あるいはその後に登場した「教会旋法」も、ポイントはやっぱり傾性音の消失や発生、それによる引力構造の変化でした。
IV章の調性引力論
IV章では直近で、パラレルマイナー系の借用の際ミ・ラ・シのどこにフラットをつけるか、その差異を論じました。そこでは明暗のカラーの話と、それからやっぱり「半音のなめらかさ」「増2度の大きな溝」といった全半関係の話をしました。
前回の内容はなかなか奥深くて、ラをフラットにするとどう変わる? シもフラットするとどう変わる? なんていう風に、一音単位での変化を論じました。こうした考察は、ただ単に紹介されたスケールの名前を暗記するだけの作業よりもずっと音楽的で根源的な学習でした。
レシピと調味料
これまでの音階を紹介するやり方というのは、言うなれば「レシピ」ベースでした。
3音の変化をパッケージにまとめて「暗くなる」という結論だけを教わる。でも実は「マイナー」の味付けに一番関与しているのはミ♭の音で、だからこそシのフラットを取り外しても、「ハーモニックマイナースケール」という十分にマイナー感のあるスケールが得られます。

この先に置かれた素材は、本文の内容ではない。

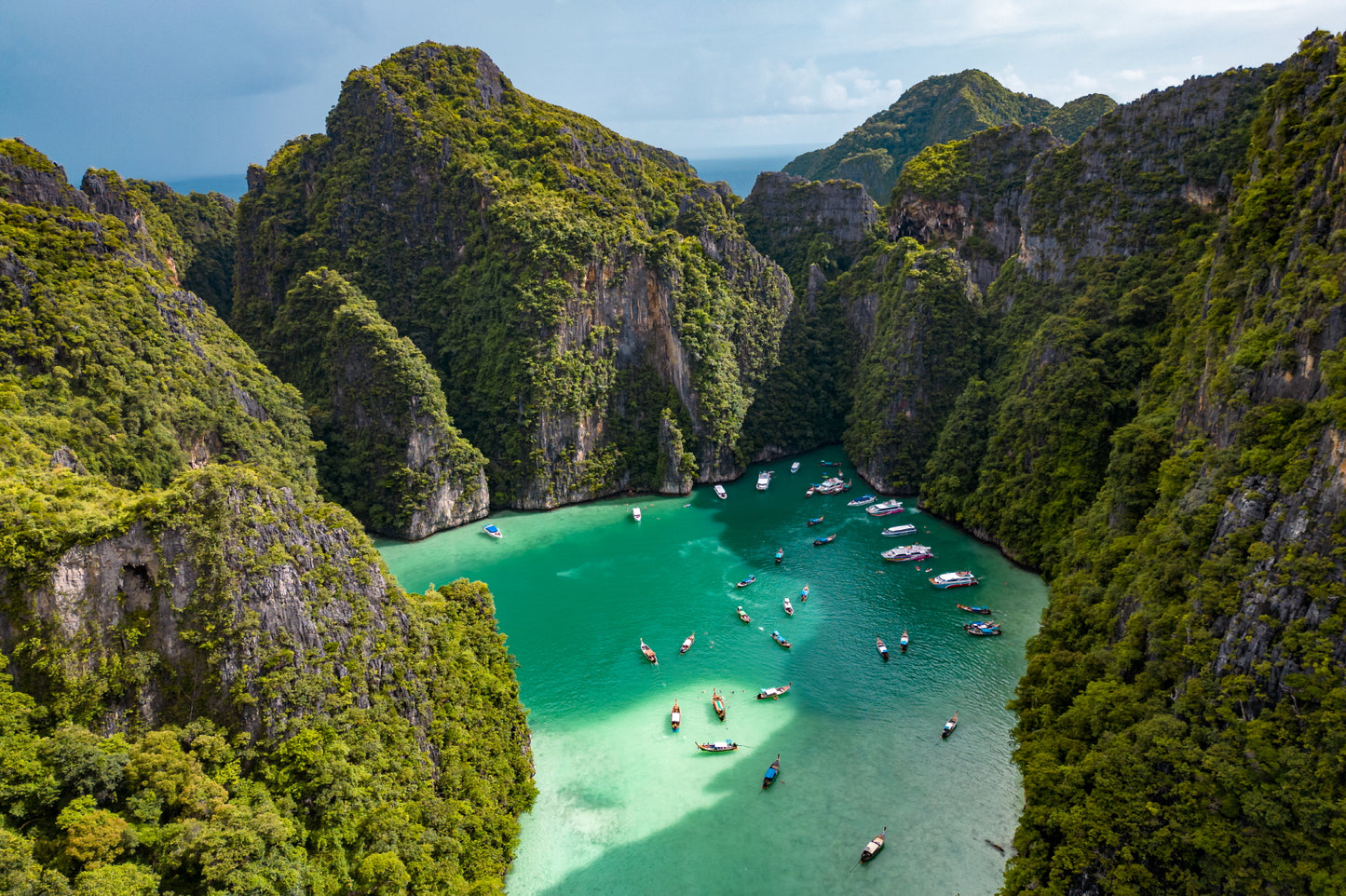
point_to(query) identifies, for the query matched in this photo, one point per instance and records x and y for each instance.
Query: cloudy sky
(171, 89)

だから前回やったことは、言うなればレシピの中の調味料をひとつずつ取り出してその“味”を確認する作業だったと言えます。これは教会旋法の時にも同じで、同じ楽曲をマイナースケールとドリア旋法で聴き比べたりすることで、特性音の“味”を確かめてきました。
そうなると、そろそろある想いが芽生えてきます。すなわち、こんだけ各音に詳しくなったんだから、レシピをもらってマネするだけじゃなくて、自分で音を調合して音階を生成してみたい。1個1個の調味料の役目が分かっていれば、人からレシピをもらわなくても、自分の力で音階が作れるのではないか? それは何か聴いたことのある味になるかもしれないし、知らない味になるかもしれない。どっちにしたって、面白そうである。
そんなわけで今回は、これまで学んだ音階の知識を応用して、「これは○○で用いられる音階です」みたいな結論先行ではなく、原理先行で音階を作ってみようという、ある種「おまけの実験コーナー」になります。ポピュラー音楽重視だったIV章のここまでとはちょっと趣向が変わり、III章に近い系統の内容ですね。
2. レラティヴ指向とパラレル指向
本論に入っていく前に、頭のスイッチを一箇所切り替えねばならないところがあって、それが階名の振り方です。今まで音階に対する階名の振り方は「メジャースケールは主音がド、マイナースケールは主音がラ」でした。これは実践的側面から見ても、階名(ソルファ)の歴史的側面から見ても真っ当なメソッドです。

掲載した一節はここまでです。